In their evaluation Minas Programam said:
This toolkit is relevant for our context because incidents of OGBV against Black Brazilian women have become more and more common. Different local organisations (such as Blogueiras Negras, Coding Rights, Rede de Ciberativistas Negras) have been doing research with users and activists who have been victims of OGBV - and the perception that Black Brazilian women receive attacks more frequently than women from other races is widespread. In my experience at Minas Programam, more and more young girls of color who are interested in technology have to deal with or are concerned about being victims of OGBV. Over the past two years, girls and young women have reached out to our organisation asking for advice on how to prevent and react to OGBV, how to protect themselves and how to report. When we reached out to Glitch, we were specifically thinking about providing useful information to the folks who've reached out to us in the past and this resource is a great way to do that.
The Glitch team was proud of the work they were able to do, especially within a tight deadline during two pandemics, Black Lives Matter and COVID-19. They worked with top UK law firm Schillings, allowing them to update the ’Know Your rights’ sections to give women and non-binary people an intersectional understanding of digital and human rights. Their work this year emphasised those who see OGBV happening knowing what to do – online active bystander interventions that ensure women and non-binary individuals feel supported and protected, able to enjoy the online space safely.
Together with the new toolkit, Glitch ran their Autumn-Winter programme, covering the basics of OGBV awareness, addressing digital citizenship, self-care and self-defence for womxn and non-binary people. Their programme extended to community leaders as well, upskilling those who need training on having the most positive online experience. Seyi’s work was featured in Marie Claire, spreading awareness about the work that Glitch is doing as well as in conversation with Jameela Jamil, discussing what they’ve learnt from mistakes they made online and how to be more trauma-informed rather than led by trauma. Seyi’s phenomenal work made the cover of Wired, expanding the overall reach of the work the organisation does and opening this conversation up to more communities.
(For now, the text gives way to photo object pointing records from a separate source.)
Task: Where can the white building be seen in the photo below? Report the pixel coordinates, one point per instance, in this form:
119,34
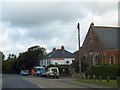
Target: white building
58,56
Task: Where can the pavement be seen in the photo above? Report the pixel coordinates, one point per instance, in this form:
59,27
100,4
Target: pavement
83,84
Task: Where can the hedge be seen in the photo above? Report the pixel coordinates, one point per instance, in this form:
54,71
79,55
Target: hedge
104,70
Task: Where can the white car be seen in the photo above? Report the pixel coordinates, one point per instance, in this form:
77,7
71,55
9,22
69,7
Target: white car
39,71
52,72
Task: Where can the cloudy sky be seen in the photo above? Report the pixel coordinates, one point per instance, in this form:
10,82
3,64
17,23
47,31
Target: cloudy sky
50,24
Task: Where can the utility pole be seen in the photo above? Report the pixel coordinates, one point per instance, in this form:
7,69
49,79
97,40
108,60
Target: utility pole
78,27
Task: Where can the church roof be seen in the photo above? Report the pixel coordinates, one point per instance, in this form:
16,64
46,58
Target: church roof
108,35
58,53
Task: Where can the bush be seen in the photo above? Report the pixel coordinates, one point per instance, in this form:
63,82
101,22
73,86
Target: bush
104,71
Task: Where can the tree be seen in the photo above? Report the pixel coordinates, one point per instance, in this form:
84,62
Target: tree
31,57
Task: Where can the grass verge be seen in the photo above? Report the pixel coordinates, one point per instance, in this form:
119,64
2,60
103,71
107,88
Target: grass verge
112,83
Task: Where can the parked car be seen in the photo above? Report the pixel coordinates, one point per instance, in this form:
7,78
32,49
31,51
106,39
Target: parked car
24,72
39,71
52,72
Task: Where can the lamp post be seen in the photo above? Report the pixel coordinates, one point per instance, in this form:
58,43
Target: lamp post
78,27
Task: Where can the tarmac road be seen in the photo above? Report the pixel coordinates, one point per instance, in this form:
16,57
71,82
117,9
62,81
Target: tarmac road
16,81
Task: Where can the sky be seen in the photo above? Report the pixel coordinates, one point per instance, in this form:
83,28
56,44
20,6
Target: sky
24,24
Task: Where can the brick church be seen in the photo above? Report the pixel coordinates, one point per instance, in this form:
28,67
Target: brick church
100,46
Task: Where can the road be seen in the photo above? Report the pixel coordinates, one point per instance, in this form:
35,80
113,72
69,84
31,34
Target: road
16,81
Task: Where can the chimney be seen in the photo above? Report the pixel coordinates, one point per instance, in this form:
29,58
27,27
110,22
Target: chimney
54,49
62,48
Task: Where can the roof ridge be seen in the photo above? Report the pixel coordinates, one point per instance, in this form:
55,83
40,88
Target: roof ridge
106,27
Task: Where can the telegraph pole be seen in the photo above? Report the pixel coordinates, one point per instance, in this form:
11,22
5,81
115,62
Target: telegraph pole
78,27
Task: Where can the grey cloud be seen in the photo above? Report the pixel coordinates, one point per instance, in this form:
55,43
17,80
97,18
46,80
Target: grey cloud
29,14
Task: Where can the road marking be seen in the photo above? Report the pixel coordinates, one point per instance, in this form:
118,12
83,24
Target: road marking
39,86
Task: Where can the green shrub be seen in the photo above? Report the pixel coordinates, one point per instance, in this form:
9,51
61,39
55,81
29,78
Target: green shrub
104,71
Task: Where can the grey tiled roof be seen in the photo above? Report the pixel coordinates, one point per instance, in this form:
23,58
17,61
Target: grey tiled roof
59,54
108,35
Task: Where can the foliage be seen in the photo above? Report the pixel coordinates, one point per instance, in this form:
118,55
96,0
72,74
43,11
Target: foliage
27,59
104,71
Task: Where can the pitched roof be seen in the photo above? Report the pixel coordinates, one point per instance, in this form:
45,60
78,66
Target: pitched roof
58,53
108,35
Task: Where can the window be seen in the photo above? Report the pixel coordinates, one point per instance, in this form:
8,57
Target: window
112,59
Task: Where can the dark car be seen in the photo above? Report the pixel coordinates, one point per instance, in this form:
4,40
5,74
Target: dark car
24,72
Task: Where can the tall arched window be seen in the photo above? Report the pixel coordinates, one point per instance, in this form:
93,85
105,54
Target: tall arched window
112,59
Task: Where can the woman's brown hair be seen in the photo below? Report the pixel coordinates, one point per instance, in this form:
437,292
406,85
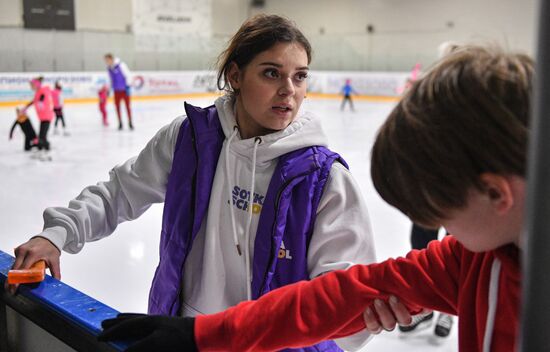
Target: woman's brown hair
257,34
468,115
We haven't yet had that kind of public conversation around online etiquette and behaviours online. There's a real assumption that because we've grown up with the internet, like having Windows 95 at school, means that we know how to navigate ourselves online in a safe way and in a respectful way. - Seyi Okiwowo
This is vital work. Work that ensures that we don’t assume that people know how to protect themselves, how to report abuse they experience and do what they can to keep themselves and their communities safe online. Work that prioritises Black women and non-binary people, that believes the harm they face and arms them with strategies they need to participate actively in digital spaces. This is work that edges us closer and closer to a feminist internet.